After a few years (2008-2012) of working mostly on SimplyTweet since going indie, I’ve been doing some retainer work, building apps and backend services for other other people as well as some exploration on my own. I’ve had a bit of time to think about what to do next.

My days of building the core of a product totally under a third party’s control – SimplyTweet relied heavily on Twitter – is over. In addition to the numerous unknowns about where the third party’s production direction might be, the lack of control – in many cases – forces less than desirable product decision in my own product. As an indie, there’ll have to be extreme focus and scoping of features to make this a reality. Marco Arment’s Instapaper is a great example of this. Both the backend service as well as the user-facing frontend – which consist of the website and the iOS app – are both built, owned and operated by him [1].
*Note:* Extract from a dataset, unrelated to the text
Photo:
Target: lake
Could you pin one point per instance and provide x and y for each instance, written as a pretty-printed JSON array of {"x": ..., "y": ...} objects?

Another factor I considered is that it should be an unlikely product to be sherlocked.

It has to be a product I would use myself regularly as a consumer, preferably not a fad.

I’ve been intrigued by the theme of rememberance for sometime now, and while some aspects of a product around it are run by startups that might come and go – think locations/checkins with Foursquare, blogging with Blogger/WordPress, social networks with Path/Facebook and numerous photography related products – the core theme isn’t going away.

The basic tenet of recording our thoughts, our lives and experiences aren’t going away. Based on this ideas, I’ve been working on shipping my new iOS app “Everyday” for the past few months. It’s a private journal for recording your throughts and experiences. The version submmited to Apple for review is still barebones at the moment, but I plan to write more about it as I work on evolving it.

Update Oct 30: Everyday Journal has now been released and is available on the app store.

[1] Marco Arment sold the entire Instapaper product in 2013.